According to a source, Liasson was summoned in early October by NPR’s executive editor for news, Dick Meyer, and the network’s supervising senior Washington editor, Ron Elving. The NPR executives said they had concerns that Fox’s programming had grown more partisan, and they asked Liasson to spend 30 days watching the network.
At a follow-up meeting last month, Liasson reported that she’d seen no significant change in Fox’s programming and planned to continue appearing on the network, the source said.
NPR’s focus on Liasson’s work as a commentator on Fox’s “Special Report” and “Fox News Sunday” came at about the same time as a White House campaign launched in September to delegitimize the network by painting it as an extension of the Republican Party.
One source said the White House’s criticism of Fox was raised during the discussions with Liasson. However, an NPR spokeswoman told POLITICO that the Obama administration’s attempts to discourage other news outlets from treating Fox as a peer had no impact on any internal discussions at NPR.
Of course it didn’t. / sarc
NPR’s Juan Williams has also taken heat for appearing regularly on Fox, but it’s unclear as to whether or not they have asked him to “reconsider” his appearances on the network. Even when they have defended him from criticism, they were still embarassed enough to insist that Fox not note that he was a news analyst for NPR when he is on certain Fox News programs:
Williams brings a valuable viewpoint to NPR. Sometimes it is that of an African-American, but it is also that of someone with a long track record of covering politics. Some think he is a conservative because he’s on Fox. Others think Fox uses him as a liberal voice because, whether true or not, a perception exists that NPR is liberal.
The assets that make Williams valuable to NPR are his knowledge, his perspective and that he is rarely predictable.
But in the end, NPR must decide — as it apparently already has — whether giving its listeners the benefit of Williams’ voice is worth the cost of annoying some listeners for his work on Fox.
As a result of this latest flap, NPR’s Vice President of News, Ellen Weiss, has asked Williams to ask that Fox remove his NPR identification whenever he is on O’Reilly.
Joe Scarborough, during today’s Morning Joe program on MSDNC, suggested NPR look in a mirror when it came to the issue of “biased programming”:
JOE SCARBOROUGH: Well I just want to say, I love NPR and I listen to NPR, but I’ve been listening to reformed, pot-smoking hippies for the past thirty years on NPR with a very substantial left-wing bias – and I don’t care that they eat tree bark like Euell Gibbons, and I don’t care if they are still smoking pot in their sixties. They put on great radio.

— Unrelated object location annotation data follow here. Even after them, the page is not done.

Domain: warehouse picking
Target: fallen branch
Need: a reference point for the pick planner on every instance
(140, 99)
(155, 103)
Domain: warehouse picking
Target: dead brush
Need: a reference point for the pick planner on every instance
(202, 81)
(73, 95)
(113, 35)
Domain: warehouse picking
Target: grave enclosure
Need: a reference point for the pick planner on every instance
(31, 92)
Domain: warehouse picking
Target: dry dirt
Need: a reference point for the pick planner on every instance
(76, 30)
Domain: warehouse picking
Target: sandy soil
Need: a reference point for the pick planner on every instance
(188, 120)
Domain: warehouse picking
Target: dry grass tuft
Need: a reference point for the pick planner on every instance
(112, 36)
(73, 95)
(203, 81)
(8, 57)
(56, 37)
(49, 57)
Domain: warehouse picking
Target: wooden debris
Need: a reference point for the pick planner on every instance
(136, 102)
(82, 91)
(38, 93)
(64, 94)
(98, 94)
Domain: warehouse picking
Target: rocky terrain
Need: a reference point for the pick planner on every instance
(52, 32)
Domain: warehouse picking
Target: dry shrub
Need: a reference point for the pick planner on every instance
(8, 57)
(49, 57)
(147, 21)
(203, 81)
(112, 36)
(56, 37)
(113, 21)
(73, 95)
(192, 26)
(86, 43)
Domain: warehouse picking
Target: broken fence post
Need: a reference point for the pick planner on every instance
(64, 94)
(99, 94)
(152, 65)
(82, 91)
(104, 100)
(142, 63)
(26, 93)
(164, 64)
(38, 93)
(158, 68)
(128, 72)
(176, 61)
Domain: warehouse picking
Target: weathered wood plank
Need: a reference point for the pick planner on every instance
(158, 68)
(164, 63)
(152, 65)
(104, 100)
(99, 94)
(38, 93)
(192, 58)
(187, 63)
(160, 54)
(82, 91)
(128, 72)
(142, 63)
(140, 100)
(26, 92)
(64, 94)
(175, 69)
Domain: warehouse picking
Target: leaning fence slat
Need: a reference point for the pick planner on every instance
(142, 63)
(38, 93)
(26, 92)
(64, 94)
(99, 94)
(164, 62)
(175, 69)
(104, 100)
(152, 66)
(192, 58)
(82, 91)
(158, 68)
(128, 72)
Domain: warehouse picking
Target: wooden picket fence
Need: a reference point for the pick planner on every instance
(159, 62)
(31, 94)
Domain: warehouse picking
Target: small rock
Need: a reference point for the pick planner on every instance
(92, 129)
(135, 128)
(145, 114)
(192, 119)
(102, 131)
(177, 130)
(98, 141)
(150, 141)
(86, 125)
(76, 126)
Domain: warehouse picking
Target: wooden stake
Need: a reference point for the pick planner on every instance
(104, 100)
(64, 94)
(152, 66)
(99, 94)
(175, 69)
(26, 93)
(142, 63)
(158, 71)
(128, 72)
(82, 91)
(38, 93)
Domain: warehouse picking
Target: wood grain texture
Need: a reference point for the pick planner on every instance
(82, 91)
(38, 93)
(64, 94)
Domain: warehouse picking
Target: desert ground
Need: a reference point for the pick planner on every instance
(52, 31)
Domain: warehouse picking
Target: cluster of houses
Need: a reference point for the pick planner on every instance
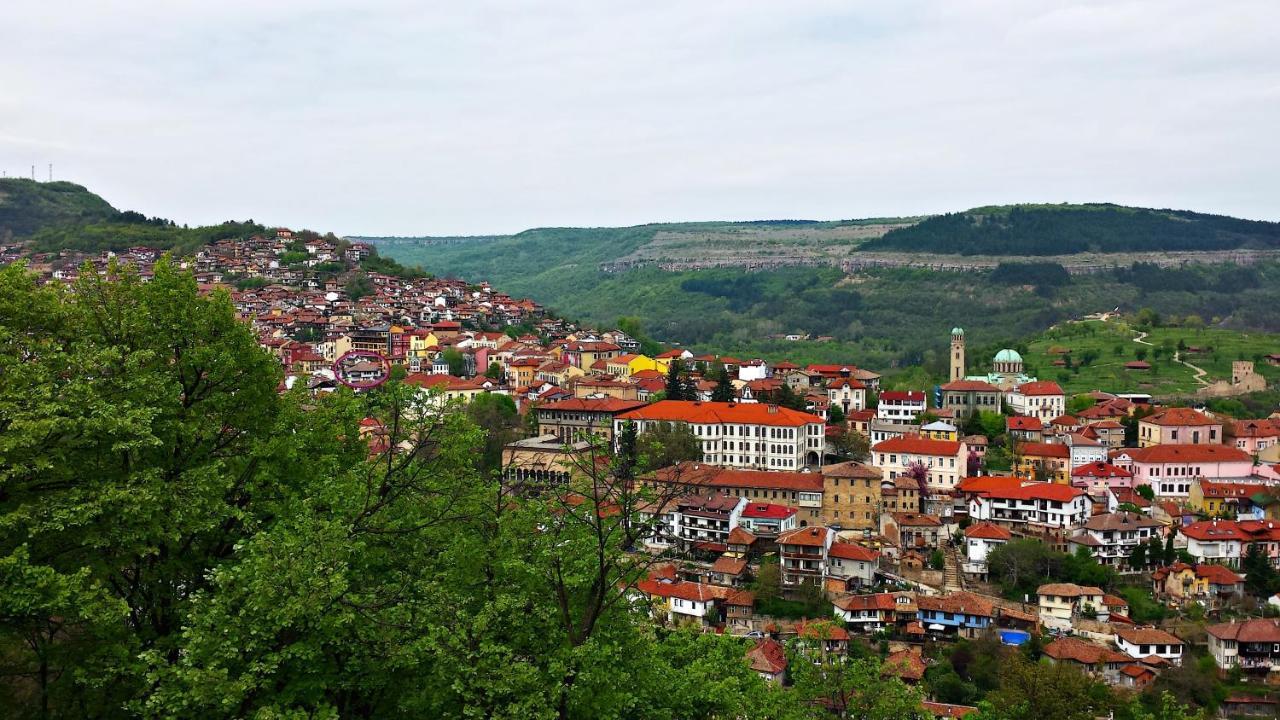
(769, 487)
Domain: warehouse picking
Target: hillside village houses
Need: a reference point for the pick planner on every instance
(767, 484)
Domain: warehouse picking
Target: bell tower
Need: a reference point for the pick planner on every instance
(956, 354)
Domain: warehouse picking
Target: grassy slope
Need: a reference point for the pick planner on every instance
(27, 205)
(1166, 377)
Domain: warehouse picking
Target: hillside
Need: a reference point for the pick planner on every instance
(27, 205)
(1064, 229)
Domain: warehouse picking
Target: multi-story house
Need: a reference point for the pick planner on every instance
(1144, 642)
(1256, 436)
(1066, 601)
(803, 556)
(1252, 646)
(1111, 537)
(867, 613)
(850, 566)
(965, 397)
(944, 463)
(767, 520)
(959, 613)
(1178, 425)
(577, 418)
(703, 522)
(900, 405)
(1207, 584)
(755, 436)
(1170, 469)
(804, 492)
(1097, 478)
(1038, 399)
(848, 393)
(1032, 506)
(851, 496)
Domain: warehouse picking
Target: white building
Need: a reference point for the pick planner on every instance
(754, 436)
(1043, 505)
(1040, 399)
(900, 406)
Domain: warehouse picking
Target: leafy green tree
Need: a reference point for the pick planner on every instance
(457, 363)
(494, 372)
(663, 445)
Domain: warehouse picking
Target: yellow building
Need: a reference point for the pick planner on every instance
(626, 365)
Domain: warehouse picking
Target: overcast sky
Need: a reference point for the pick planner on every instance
(479, 117)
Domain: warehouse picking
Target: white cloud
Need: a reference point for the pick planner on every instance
(485, 117)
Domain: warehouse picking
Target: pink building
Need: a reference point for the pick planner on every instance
(1098, 477)
(1169, 469)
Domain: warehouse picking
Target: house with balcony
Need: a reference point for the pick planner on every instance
(1110, 537)
(1178, 425)
(1253, 646)
(867, 613)
(1207, 584)
(1063, 602)
(956, 614)
(803, 556)
(1144, 642)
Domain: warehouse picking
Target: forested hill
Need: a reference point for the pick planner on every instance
(28, 205)
(1060, 229)
(64, 215)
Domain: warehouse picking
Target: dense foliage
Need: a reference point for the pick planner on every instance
(28, 205)
(1061, 229)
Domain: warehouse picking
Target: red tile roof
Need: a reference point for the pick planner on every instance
(722, 413)
(1188, 454)
(917, 445)
(1179, 417)
(1040, 387)
(987, 531)
(853, 551)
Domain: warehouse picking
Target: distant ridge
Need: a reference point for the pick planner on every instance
(1065, 229)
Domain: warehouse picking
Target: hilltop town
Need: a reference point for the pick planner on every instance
(807, 504)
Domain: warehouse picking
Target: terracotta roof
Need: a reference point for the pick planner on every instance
(1100, 469)
(963, 602)
(1147, 636)
(1083, 652)
(878, 601)
(722, 413)
(728, 565)
(915, 445)
(1022, 423)
(768, 656)
(1069, 589)
(1045, 450)
(1125, 520)
(1258, 630)
(593, 405)
(904, 664)
(809, 537)
(767, 511)
(1040, 387)
(854, 470)
(1179, 417)
(851, 551)
(987, 531)
(712, 475)
(970, 386)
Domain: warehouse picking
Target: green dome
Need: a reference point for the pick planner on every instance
(1008, 355)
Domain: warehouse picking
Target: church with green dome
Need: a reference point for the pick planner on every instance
(1006, 367)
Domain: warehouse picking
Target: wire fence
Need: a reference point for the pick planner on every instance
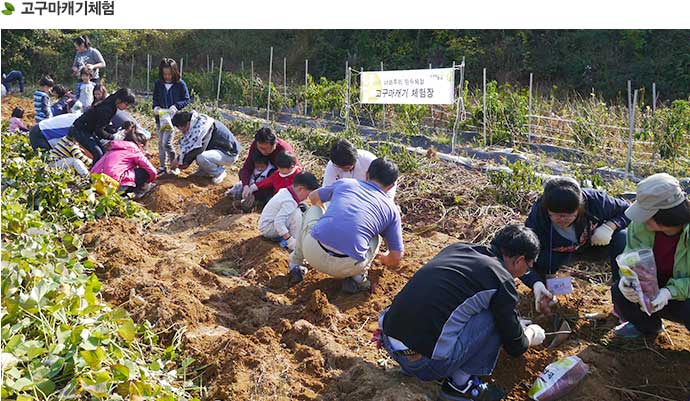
(269, 89)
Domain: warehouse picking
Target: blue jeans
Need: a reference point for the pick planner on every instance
(475, 353)
(213, 161)
(12, 77)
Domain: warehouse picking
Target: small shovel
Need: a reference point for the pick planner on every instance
(553, 333)
(562, 332)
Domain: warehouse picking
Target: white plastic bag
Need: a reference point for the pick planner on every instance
(640, 267)
(558, 379)
(165, 118)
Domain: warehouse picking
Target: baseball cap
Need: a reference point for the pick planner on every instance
(654, 193)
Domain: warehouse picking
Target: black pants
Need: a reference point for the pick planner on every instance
(141, 177)
(89, 141)
(677, 311)
(589, 253)
(37, 140)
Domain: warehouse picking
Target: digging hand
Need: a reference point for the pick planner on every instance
(661, 300)
(627, 288)
(535, 335)
(543, 298)
(602, 235)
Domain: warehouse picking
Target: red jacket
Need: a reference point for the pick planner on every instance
(277, 182)
(248, 166)
(121, 160)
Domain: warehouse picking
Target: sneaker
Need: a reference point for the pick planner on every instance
(475, 390)
(296, 275)
(219, 178)
(147, 187)
(350, 286)
(628, 331)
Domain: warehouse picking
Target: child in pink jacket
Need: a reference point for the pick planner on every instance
(126, 163)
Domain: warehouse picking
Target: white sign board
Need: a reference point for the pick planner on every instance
(432, 86)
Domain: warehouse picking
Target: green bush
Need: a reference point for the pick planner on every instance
(517, 188)
(670, 130)
(59, 338)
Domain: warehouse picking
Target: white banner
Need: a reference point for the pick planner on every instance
(432, 86)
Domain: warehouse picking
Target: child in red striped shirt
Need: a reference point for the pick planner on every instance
(287, 170)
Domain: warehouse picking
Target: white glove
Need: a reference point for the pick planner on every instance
(524, 323)
(292, 242)
(661, 300)
(627, 288)
(535, 334)
(602, 235)
(541, 292)
(246, 191)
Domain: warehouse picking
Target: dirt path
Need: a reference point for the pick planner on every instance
(204, 266)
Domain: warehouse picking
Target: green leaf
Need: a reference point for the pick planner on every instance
(93, 358)
(46, 387)
(120, 372)
(127, 330)
(187, 362)
(22, 384)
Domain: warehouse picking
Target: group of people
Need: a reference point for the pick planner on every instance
(450, 320)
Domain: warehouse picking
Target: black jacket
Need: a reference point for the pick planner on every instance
(428, 314)
(219, 138)
(96, 120)
(557, 250)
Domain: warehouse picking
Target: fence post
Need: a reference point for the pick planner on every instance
(251, 80)
(148, 71)
(457, 113)
(631, 110)
(529, 111)
(270, 72)
(220, 78)
(484, 100)
(431, 107)
(347, 95)
(383, 119)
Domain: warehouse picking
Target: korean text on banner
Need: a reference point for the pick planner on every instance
(432, 86)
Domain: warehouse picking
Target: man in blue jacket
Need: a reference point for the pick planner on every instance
(451, 319)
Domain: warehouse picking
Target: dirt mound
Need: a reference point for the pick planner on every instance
(14, 100)
(178, 194)
(204, 266)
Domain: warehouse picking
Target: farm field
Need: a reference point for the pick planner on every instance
(201, 272)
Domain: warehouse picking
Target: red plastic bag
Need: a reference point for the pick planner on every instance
(558, 379)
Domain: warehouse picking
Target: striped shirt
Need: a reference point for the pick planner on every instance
(42, 105)
(68, 147)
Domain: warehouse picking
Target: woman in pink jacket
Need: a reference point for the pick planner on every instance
(126, 163)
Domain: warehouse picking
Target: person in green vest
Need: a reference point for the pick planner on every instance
(660, 222)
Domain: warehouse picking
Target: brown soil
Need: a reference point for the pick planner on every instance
(204, 266)
(9, 102)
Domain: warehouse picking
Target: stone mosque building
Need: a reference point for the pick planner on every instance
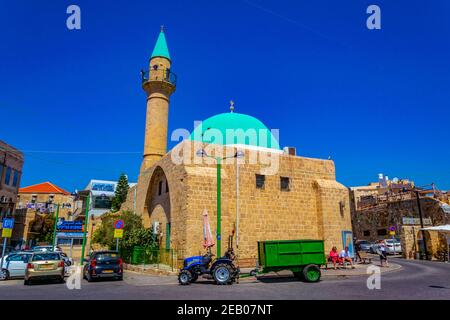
(266, 194)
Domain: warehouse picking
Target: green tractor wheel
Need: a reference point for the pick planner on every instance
(311, 273)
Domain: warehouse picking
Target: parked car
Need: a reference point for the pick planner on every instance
(103, 264)
(14, 265)
(8, 250)
(364, 245)
(46, 248)
(44, 265)
(393, 246)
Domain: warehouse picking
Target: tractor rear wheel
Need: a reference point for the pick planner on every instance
(311, 273)
(222, 273)
(184, 277)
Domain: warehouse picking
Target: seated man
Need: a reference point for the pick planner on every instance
(345, 256)
(334, 257)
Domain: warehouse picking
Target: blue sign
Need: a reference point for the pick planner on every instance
(69, 226)
(75, 235)
(119, 224)
(8, 223)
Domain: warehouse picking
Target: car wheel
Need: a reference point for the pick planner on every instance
(222, 274)
(311, 273)
(184, 277)
(4, 275)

But for NPR – for NPR, the leadership at NPR to question the bias of Fox News is a joke. They have been biased – again, I still listen to them, because like “The New York Times” they are the best at what they do. But, please, that is a laugh. NPR –
MIKA BRZEZINSKI: It’s very soothing listening, too.
SCARBOROUGH: It is soothing, it is very soothing. Just put a mirror to your face, NPR.
“Best at what they do”? NPR? NYT? Sounds like the “pot-smoking hipppies” aren’t confined to NPR, Joe.